Location: Healthy Processed Foods Research
Title: Drum drying performance of condensed distillers solubles and comparison to performance of modified condensed distillers solubles Authors
Submitted to: Journal of Food and Bioproducts Processing
Publication Type: Peer Reviewed Journal
Publication Acceptance Date: January 29, 2014
Publication Date: N/A
Interpretive Summary: When corn is processed into ethanol, distilleries create a viscous syrup side product called condensed distillers solubles (CDS). CDS contains valuable nutrients, but it is difficult to dry. Currently, CDS is mixed with other ethanol side products, and then the whole mix is dried together. If the CDS could be dried on its own, this would create a high-value food or feed ingredient. In this experiment, we determined what drum drying conditions it takes to dry CDS and a physico-chemiclaly modified version of CDS (MCDS) into a shelf-stable form. We found that both CDS and MCDS could be dried using drum drying process conditions (time, temperature, and gap between the drums) that are feasible for industry. We found that MCDS required milder conditions than CDS in order to dry to the same level of stability. Thus, ethanol processors could drum dry CDS if they wanted, but they would save some time and energy if they chose to first modify the CDS (by removing some moisture-binding components) before drum drying it.

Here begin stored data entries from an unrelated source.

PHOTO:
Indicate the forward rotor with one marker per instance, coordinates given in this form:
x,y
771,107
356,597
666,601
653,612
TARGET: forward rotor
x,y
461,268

Technical Abstract: Condensed distillers solubles (CDS) is a viscous, syrupy co-product of ethanol production from corn; CDS exhibits strong recalcitrance to drying due to its chemical composition, which includes a substantial amount of glycerol. The objectives of this study were to determine the drum drying performance of CDS under various processing conditions and compare CDS’s drum drying performance to that of glycerol-reduced, physico-chemically modified CDS (MCDS). Material type (CDS versus MCDS), dwell time, drum internal steam temperature, and gap width were evaluated for their effects on the final moisture content, water activity, and color of the dried product. While both CDS and MCDS could be dried to a range of endpoint moisture contents, dried CDS exhibited a narrow range of water activity compared to that of MCDS. Gap width was found to be the predominant factor affecting dried product color. This work demonstrates that CDS can be drum-dried to a dark orange, dough-like consistency with a minimum water activity of 0.45. In addition, MCDS can be readily drum-dried into a shelf-stable, flaked product with a pleasing appearance.